Comparativement au coût de la vie dans les autres grandes villes du monde, Paris ne se situe pas en pied de tableau non plus, bien au contraire. Entre 2018 et 2020, la capitale française a même occupé la première place de l’enquête mondiale sur le coût de la vie réalisé chaque année par The Economist Intelligence Unit, un institut d’études adossé au journal britannique The Economist. Dans la dernière édition du baromètre, Paris est toutefois redescendue à la trentième place sur 133, en raison principalement de la dévaluation de l’euro face au dollar. Selon le site Numbeo qui documente le coût de la vie dans plus de 11.000 villes à travers le monde, une personne seule doit ajouter pas loin de 1000 euros chaque mois à son budget alloué au logement pour vivre à Paris. Pour une famille de quatre personnes, le montant grimpe à 3500 euros.

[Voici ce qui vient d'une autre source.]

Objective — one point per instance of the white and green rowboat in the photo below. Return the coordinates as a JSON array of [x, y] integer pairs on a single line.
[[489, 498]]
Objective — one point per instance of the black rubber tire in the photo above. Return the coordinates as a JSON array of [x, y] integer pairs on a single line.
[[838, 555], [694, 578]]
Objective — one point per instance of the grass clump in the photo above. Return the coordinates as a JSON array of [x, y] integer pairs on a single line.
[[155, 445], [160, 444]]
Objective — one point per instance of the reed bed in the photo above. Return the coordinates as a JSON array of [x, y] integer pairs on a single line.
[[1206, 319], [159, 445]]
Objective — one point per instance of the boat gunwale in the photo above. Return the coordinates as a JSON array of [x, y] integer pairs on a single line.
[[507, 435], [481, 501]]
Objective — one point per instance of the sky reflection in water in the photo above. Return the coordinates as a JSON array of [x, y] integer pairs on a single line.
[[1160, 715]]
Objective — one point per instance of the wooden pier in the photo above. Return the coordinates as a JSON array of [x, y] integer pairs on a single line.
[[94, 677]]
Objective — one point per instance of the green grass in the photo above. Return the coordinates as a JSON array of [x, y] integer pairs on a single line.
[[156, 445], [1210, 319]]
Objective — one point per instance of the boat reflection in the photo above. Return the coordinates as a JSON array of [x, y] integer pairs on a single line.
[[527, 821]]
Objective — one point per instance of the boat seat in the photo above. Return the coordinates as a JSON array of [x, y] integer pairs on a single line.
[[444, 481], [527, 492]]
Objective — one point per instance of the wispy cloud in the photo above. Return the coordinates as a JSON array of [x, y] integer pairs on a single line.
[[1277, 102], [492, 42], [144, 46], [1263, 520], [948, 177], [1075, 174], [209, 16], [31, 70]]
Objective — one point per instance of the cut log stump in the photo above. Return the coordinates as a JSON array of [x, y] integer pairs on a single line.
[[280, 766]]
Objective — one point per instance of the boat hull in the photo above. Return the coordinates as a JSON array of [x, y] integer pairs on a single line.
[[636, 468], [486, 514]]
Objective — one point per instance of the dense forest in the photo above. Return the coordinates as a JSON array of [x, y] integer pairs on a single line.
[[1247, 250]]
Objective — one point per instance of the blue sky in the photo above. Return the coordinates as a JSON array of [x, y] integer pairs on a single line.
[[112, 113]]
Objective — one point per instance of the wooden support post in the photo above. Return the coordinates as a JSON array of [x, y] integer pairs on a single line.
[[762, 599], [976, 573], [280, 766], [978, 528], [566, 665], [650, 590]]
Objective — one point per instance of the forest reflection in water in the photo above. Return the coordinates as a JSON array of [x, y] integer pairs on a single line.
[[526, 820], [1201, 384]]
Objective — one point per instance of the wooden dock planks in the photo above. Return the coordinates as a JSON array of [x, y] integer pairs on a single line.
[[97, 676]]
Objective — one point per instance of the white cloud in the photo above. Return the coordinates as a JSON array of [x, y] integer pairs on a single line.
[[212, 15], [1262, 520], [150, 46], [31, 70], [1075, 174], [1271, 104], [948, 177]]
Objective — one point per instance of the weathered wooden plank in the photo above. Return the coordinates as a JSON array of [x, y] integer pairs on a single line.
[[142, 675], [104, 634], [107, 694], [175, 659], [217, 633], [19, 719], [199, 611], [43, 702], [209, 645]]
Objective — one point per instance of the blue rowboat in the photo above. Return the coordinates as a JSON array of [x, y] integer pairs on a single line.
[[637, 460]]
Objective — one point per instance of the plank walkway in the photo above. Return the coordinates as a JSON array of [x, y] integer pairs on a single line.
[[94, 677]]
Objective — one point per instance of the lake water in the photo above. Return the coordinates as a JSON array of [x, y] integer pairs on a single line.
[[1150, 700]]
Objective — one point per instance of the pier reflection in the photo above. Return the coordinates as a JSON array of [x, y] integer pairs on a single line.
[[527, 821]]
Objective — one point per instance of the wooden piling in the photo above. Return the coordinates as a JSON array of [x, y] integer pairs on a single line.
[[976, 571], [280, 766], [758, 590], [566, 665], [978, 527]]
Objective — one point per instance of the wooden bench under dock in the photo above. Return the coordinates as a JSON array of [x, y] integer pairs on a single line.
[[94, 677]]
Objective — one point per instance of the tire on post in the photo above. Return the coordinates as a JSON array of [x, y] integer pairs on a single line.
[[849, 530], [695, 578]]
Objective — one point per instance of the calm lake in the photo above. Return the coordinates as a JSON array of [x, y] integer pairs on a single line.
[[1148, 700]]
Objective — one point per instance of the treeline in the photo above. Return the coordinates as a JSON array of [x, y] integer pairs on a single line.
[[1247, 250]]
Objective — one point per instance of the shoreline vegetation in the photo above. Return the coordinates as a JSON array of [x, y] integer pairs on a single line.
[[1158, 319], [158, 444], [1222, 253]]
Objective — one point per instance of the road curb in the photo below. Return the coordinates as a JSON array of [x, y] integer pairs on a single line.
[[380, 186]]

Dans ce contexte, une sorte de sélection naturelle s’opère. Les familles, qui doivent assumer des coûts plus importants, finissent par franchir le seuil du périphérique et laisser derrière eux la vie parisienne pour la banlieue. Un phénomène qui a toujours existé mais semble se massifier ces dernières années. Avec pour conséquence des fermetures de classe dans les écoles parisiennes, voire, a-t-on appris récemment, la fermeture de lycées entiers – une dizaine d’ici à 2024. Plus globalement, la sociologie parisienne porte les stigmates de cette vie chère. «Un peu plus de 30% des ménages parisiens font partie des 10% les plus riches du pays», observe Mustafa Touahir, directeur adjoint de l’Insee Île-de-France. Au milieu des très riches et des classes les plus pauvres, qui restent installées à Paris grâce aux faibles loyers des nombreux logements sociaux, la classe moyenne a quasiment disparu de la capitale.

Vers davantage d’«entassement»

En décembre 2020, Emmanuel Macron reconnaissait qu’il faut en effet gagner un salaire élevé pour mener une vie confortable à Paris. «Quand je regarde le coût d’un loyer, c’est assez dur de bien vivre en dessous de 3000 euros par mois à Paris si on est honnête», confiait le président au média en ligne Brut. Le coût s’ajoutant à la dégradation du cadre de vie, constatée par de nombreux observateurs, beaucoup de Parisiens songent à partir. Graciane, qui n’a jamais habité ailleurs qu’à Paris, réfléchit par exemple à s’installer à l’étranger. «C’est normal qu’habiter à Paris coûte plus cher qu’ailleurs en France, mais on se demande où va l’argent de nos impôts locaux qu’Anne Hidalgo a unilatéralement décidé d’augmenter», interpelle-t-elle, après s’être indigné elle aussi de «l’insécurité» et de la «saleté» croissante de la capitale.

Le site Paris, je te quitte, qui aide les Parisiens à s’installer en région, enregistre de plus en plus de demandes ces deniers mois. «Nous accompagnons beaucoup de cadres et de CSP+ qui sont déjà propriétaires d’un 60 m2 dans Paris mais qui veulent habiter dans un logement plus grand et ne peuvent pas se l’offrir», indique Kelly Simon, fondatrice du site spécialisé. Pas d’exode des Parisiens pour autant, constate Robin Rivaton, qui considère ces départs comme un «épiphénomène». «L’attractivité du territoire francilien est durable, ne serait-ce que sur le plan de l’emploi, grâce à un marché du travail beaucoup plus profond qu’ailleurs en France», défend-il. Selon ce spécialiste du secteur immobilier, la conjoncture est davantage à «l’entassement» qu’à la délocalisation pour réduire la facture. «Paris est une ville dense, mais d’autres métropoles mondiales le sont encore davantage : c’est la pente sur laquelle est durablement engagée la capitale», présage Robin Rivaton, qui croit notamment à l’inflation du phénomène de colocation, avec des Parisiens qui privilégieront cette option jusque très tard dans leur vie, même en couple.